Barrister Kate Stone, representing the family, previously read to the inquest notes of an interview with nurse Lois Henry, who Mr Danchenko handed over to on the evening of September 14, as part of the Priory's internal investigation into the incident.

They read: "On the day before Amina's death, they (the night staff) were told by the Deputy Ward Manager Igor that putting her on higher observations is the last thing they should do.' Ms Henry said he went on to comment that 'it was the nature of the job that people like her will die through misadventure."

The notes added that Ms Henry had said that Mr Danchenko had told her that Amina was 'pretending to be out of it and closing her eyes' and that 'Lois feels the clear message was Amina was faking it'.

Mr Danchenko said he did not recall making that 'specific statement during the course of the handover' or using that 'specific language'.

After the inquest, a hospital spokesperson said: "We would like to again convey our sincere condolences to Amina’s family following her tragic death and our thoughts remain with them at this difficult time.
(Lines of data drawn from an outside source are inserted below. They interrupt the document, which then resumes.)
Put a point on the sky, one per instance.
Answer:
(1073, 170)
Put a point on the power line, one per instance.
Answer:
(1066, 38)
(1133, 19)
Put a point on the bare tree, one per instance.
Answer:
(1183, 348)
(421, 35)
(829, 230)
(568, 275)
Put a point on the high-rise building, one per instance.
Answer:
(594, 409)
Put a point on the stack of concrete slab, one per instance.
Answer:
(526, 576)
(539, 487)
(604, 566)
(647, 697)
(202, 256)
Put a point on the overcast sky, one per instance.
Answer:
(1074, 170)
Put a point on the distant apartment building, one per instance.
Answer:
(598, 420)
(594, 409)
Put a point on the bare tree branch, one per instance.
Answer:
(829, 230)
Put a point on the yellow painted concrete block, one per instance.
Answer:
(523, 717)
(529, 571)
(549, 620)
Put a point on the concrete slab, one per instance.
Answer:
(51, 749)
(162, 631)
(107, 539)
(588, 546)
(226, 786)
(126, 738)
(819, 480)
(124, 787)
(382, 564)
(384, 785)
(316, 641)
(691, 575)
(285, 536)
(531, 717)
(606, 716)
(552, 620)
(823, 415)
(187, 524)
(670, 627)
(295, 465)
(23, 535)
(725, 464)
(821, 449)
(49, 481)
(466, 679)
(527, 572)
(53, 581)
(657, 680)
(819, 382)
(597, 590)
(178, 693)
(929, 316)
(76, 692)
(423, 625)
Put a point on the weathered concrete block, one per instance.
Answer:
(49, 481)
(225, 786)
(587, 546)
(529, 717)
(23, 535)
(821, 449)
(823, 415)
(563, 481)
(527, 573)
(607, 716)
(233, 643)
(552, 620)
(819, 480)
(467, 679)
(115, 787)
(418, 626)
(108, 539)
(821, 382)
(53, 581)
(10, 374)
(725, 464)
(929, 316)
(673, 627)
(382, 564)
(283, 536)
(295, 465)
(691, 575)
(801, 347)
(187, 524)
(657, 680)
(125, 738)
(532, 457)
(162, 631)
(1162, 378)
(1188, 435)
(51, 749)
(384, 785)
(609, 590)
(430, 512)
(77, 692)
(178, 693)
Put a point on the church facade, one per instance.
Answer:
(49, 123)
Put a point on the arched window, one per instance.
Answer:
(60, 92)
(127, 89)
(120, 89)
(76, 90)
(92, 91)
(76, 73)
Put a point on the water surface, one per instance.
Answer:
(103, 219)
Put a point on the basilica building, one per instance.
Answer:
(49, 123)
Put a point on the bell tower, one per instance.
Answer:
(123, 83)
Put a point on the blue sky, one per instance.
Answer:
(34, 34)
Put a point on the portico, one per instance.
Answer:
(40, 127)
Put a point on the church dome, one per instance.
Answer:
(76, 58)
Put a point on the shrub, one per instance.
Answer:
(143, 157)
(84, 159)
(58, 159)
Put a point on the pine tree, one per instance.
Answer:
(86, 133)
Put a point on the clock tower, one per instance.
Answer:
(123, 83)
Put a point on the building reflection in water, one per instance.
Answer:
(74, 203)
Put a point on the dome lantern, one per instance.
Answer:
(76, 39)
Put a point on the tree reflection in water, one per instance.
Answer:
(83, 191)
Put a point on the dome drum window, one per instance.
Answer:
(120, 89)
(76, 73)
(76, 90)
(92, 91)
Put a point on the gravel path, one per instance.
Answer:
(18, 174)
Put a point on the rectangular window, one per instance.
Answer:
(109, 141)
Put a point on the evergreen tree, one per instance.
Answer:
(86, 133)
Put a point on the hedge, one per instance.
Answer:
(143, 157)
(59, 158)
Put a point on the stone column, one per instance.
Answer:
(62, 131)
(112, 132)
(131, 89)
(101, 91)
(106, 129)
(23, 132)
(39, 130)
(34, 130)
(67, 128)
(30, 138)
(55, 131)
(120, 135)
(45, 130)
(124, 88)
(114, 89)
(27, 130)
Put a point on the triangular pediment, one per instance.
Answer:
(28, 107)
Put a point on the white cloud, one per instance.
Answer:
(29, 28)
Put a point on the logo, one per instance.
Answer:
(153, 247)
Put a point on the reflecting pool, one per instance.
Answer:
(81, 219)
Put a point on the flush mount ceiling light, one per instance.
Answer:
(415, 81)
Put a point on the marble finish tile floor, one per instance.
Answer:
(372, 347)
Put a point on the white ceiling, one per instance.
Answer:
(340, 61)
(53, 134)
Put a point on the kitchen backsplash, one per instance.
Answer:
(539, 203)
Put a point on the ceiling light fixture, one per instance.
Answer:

Following Amina’s death we completed a comprehensive investigation and have implemented all the actions.

"Despite the best efforts of our staff to ensure Amina’s discharge at the earliest opportunity, this proved very challenging to arrange due to the complexities of care Amina needed and limited specialist bed availability. As the coroner has highlighted, more work is required nationally to ensure patients do not experience prolonged stays in psychiatric intensive care units and we will continue to support our NHS partners and commissioners in their efforts to address this."